Thelma Golden is Director and Chief Curator of The Studio Museum in Harlem, an art museum founded in 1968 whose mission is to serve as the nexus for artists of African descent locally, nationally and internationally. Golden began her career at the Studio Museum in 1987. In 1988, she joined the Whitney Museum of American Art and in the subsequent decade, she was on the curatorial team for the 1993 Biennial and also organized numerous groundbreaking exhibitions including 1994’s Black Male: Representations of Masculinity in American Art. She returned to the Studio Museum in 2000 as Deputy Director for Exhibitions and Programs, and was named Director and Chief Curator in 2005. While at the Studio Museum, Golden has organized many notable exhibitions including Chris Ofili: Afro Muses 1995-2005, Black Romantic, Freestyle, Frequency, Glenn Ligon: Stranger and Gordon Parks: A Harlem Family 1967.  Under her leadership, the Studio Museum has gained increasing renown as a global leader in the exhibition of contemporary art, a center for innovative education and a site for diverse audiences to exchange ideas about art and society.

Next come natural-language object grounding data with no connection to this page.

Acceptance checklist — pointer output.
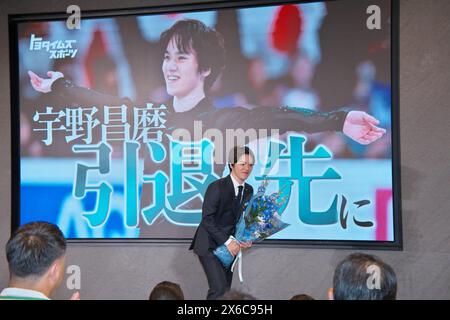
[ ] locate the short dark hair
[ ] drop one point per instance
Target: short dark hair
(302, 297)
(207, 43)
(238, 152)
(167, 290)
(351, 276)
(33, 248)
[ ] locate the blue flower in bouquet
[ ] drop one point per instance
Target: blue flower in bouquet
(260, 220)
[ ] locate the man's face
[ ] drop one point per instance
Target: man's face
(243, 167)
(180, 71)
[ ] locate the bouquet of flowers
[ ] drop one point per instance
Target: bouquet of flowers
(260, 220)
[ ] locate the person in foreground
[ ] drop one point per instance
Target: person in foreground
(221, 210)
(363, 277)
(36, 259)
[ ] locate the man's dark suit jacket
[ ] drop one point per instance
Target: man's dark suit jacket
(219, 216)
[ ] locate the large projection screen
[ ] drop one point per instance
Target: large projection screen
(120, 122)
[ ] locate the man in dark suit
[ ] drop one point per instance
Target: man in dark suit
(222, 207)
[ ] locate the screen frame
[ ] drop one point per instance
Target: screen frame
(14, 20)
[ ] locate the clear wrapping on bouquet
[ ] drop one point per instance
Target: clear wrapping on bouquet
(260, 220)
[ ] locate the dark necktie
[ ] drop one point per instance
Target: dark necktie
(238, 199)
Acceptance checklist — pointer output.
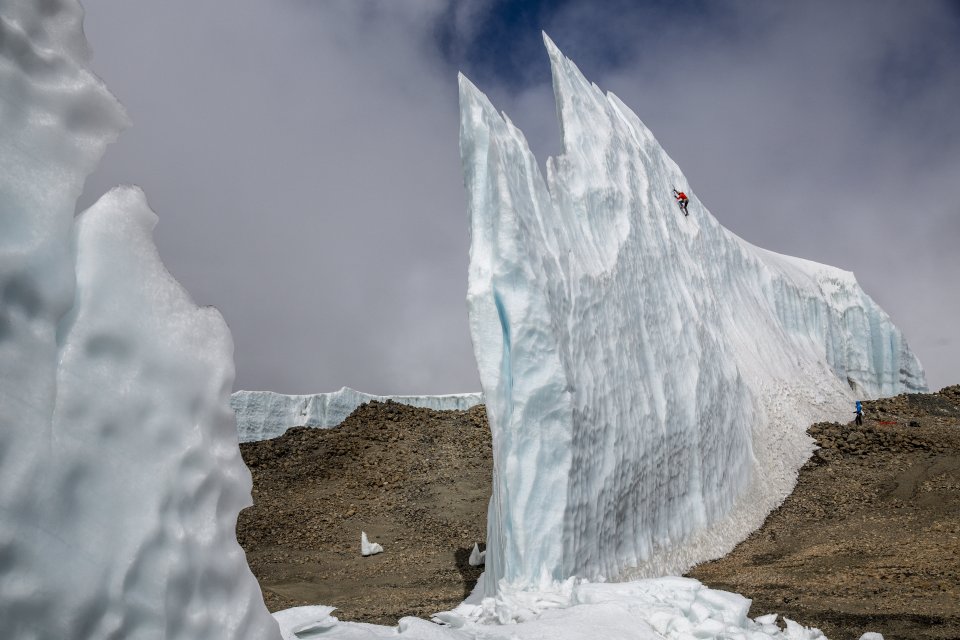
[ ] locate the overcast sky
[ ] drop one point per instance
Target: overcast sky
(302, 155)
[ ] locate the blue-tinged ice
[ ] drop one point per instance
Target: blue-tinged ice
(648, 376)
(120, 473)
(262, 415)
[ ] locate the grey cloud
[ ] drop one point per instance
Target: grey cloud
(302, 157)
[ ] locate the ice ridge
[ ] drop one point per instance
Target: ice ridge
(262, 415)
(648, 376)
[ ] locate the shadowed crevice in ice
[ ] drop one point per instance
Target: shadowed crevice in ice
(648, 376)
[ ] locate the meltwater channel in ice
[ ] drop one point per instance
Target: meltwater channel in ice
(648, 376)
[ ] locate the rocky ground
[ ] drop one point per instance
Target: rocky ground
(416, 481)
(869, 540)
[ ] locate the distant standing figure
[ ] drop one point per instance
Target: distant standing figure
(682, 200)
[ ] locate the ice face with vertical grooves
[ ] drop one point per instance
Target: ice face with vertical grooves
(648, 376)
(120, 473)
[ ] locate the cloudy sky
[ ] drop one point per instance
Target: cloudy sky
(302, 155)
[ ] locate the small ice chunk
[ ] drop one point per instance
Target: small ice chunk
(300, 620)
(368, 548)
(477, 557)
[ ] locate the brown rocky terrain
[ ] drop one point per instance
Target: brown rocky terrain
(416, 481)
(868, 541)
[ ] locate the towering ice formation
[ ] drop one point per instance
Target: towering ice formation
(648, 376)
(120, 475)
(264, 414)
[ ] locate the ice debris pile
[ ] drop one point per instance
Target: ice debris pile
(673, 608)
(264, 414)
(120, 474)
(648, 376)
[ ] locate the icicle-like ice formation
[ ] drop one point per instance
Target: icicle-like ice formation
(648, 376)
(120, 474)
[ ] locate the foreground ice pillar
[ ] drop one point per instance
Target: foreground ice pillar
(648, 376)
(120, 473)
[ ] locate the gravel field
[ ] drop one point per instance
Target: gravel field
(869, 539)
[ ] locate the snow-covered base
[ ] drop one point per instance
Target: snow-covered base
(641, 610)
(648, 377)
(264, 414)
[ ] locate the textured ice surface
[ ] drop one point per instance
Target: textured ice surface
(368, 548)
(675, 608)
(648, 376)
(264, 414)
(120, 475)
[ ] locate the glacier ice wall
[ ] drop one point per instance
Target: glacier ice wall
(264, 414)
(648, 376)
(120, 474)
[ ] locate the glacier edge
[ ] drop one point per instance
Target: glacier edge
(648, 377)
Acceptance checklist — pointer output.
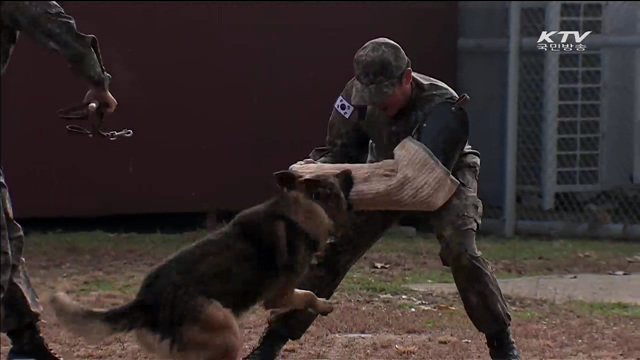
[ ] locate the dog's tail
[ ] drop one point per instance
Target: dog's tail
(95, 325)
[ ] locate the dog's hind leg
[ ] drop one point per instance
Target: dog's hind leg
(215, 336)
(298, 300)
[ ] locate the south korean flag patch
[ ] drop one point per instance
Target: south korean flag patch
(343, 107)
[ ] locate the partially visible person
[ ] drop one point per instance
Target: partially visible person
(46, 23)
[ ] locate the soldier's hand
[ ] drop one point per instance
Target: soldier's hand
(102, 96)
(306, 161)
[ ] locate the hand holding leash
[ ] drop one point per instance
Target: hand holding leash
(83, 112)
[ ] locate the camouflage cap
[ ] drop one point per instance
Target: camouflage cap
(378, 66)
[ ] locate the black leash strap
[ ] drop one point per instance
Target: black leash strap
(83, 112)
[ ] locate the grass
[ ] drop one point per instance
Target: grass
(530, 257)
(608, 309)
(95, 240)
(515, 249)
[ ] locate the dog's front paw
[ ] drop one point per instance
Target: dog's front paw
(324, 307)
(274, 314)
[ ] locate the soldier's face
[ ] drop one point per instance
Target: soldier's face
(399, 98)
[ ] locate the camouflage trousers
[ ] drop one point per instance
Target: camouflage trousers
(19, 302)
(455, 225)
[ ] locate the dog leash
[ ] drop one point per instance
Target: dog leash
(83, 112)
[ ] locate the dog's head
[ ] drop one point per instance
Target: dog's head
(331, 192)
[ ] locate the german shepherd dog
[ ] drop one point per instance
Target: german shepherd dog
(186, 307)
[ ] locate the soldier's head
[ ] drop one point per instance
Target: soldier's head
(383, 76)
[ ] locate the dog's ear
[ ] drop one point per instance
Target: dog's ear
(286, 179)
(345, 179)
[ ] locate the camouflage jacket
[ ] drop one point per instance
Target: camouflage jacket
(365, 134)
(48, 25)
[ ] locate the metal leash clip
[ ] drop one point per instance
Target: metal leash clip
(82, 112)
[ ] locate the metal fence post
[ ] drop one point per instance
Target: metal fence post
(511, 143)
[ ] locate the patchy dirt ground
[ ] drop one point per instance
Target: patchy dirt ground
(377, 316)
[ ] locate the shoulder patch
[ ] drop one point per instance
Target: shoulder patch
(343, 107)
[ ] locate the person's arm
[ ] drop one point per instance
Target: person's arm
(346, 141)
(47, 24)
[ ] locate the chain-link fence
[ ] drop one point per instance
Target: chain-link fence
(572, 151)
(577, 157)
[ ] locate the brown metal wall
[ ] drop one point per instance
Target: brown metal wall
(220, 95)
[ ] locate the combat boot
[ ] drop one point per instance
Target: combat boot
(270, 346)
(502, 347)
(28, 344)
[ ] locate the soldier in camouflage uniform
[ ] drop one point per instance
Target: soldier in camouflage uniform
(47, 24)
(388, 101)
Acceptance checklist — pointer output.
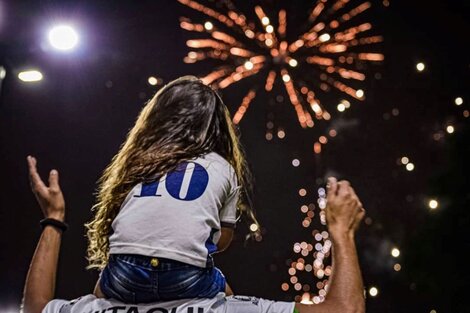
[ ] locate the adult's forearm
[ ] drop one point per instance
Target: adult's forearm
(40, 281)
(346, 284)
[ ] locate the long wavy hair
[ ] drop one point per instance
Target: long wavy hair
(185, 119)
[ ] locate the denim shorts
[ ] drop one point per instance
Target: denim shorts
(141, 279)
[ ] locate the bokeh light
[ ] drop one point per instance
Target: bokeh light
(152, 81)
(420, 66)
(373, 291)
(30, 76)
(433, 204)
(63, 37)
(410, 167)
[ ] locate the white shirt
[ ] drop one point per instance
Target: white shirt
(219, 304)
(180, 216)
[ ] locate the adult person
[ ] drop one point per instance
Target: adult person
(344, 213)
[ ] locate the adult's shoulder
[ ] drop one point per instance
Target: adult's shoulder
(248, 304)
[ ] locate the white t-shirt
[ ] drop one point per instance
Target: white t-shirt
(219, 304)
(179, 217)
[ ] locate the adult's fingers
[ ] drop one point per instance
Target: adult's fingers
(36, 181)
(332, 187)
(344, 188)
(54, 180)
(359, 216)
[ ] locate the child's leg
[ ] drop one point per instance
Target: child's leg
(97, 292)
(228, 290)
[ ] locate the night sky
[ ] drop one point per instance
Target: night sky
(75, 119)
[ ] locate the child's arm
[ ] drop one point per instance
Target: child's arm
(226, 235)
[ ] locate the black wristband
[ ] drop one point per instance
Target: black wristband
(53, 222)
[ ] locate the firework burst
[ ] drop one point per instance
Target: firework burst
(327, 56)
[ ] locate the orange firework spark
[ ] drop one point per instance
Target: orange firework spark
(249, 48)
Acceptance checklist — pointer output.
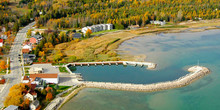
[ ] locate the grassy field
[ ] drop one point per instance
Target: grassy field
(101, 32)
(96, 48)
(63, 69)
(103, 48)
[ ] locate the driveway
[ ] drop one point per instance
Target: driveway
(48, 68)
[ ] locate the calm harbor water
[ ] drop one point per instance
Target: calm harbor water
(173, 53)
(127, 74)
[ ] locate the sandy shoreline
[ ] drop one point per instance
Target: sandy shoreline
(179, 30)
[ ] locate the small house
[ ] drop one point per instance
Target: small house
(35, 70)
(4, 36)
(28, 58)
(36, 39)
(49, 78)
(26, 79)
(2, 80)
(30, 96)
(34, 105)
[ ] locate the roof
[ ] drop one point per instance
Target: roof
(37, 36)
(44, 75)
(26, 78)
(48, 88)
(36, 69)
(28, 55)
(35, 103)
(25, 50)
(11, 107)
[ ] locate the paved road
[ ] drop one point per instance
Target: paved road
(15, 66)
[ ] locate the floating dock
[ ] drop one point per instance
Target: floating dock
(196, 72)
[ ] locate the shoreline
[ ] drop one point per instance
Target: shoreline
(176, 31)
(197, 73)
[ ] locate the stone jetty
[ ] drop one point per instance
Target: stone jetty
(196, 72)
(148, 64)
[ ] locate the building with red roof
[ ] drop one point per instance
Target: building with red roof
(1, 42)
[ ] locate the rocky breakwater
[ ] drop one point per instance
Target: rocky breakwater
(196, 72)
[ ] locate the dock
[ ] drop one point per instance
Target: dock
(196, 72)
(148, 64)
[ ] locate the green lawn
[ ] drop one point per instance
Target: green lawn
(2, 72)
(174, 26)
(63, 69)
(100, 32)
(26, 70)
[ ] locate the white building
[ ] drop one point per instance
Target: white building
(34, 105)
(4, 36)
(35, 70)
(97, 28)
(27, 47)
(30, 96)
(11, 107)
(1, 42)
(49, 78)
(158, 22)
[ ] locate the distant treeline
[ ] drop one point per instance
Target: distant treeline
(122, 13)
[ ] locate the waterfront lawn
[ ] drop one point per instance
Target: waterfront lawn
(105, 31)
(63, 69)
(26, 69)
(2, 72)
(174, 26)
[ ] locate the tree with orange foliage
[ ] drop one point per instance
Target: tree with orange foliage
(88, 33)
(25, 104)
(41, 53)
(15, 96)
(49, 96)
(3, 65)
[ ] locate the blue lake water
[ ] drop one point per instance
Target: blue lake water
(173, 53)
(127, 74)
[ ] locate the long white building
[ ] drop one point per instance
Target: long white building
(97, 28)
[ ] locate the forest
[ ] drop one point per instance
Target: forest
(122, 13)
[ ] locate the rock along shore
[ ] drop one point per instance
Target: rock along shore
(196, 72)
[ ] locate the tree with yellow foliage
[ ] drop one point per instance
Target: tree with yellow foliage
(15, 96)
(88, 33)
(3, 65)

Golden holds a B.A. in Art History and African American Studies from Smith College. She has received honorary doctorates from the City College of New York (2009), San Francisco Art Institute (2008), Smith College (2004), Moore College of Art and Design (2003), and in 2010 was awarded a Barnard Medal of Distinction from Barnard College. In 2010, President Barack Obama appointed Golden to the Committee for the Preservation of the White House, on which she served from 2010-2016. Golden currently serves on the Board of Directors for the Barack Obama Foundation and the Los Angeles County Museum of Arts. She received the 2016 Audrey Irmas Award for Curatorial Excellence from the Center for Curatorial Studies at Bard College. Golden is currently a Henry Crown Fellow at the Aspen Institute. In 2015, Golden was appointed as a Ford Foundation Art of Change Visiting Fellow. Golden is a recognized authority in contemporary art by artists of African descent and an active lecturer and panelist speaking about contemporary art and culture at national and international institutions. Her 2009 TED Talk, “How Art Gives Shape to Cultural Change,” examines how contemporary artists continue to shape dialogue about race, culture and community.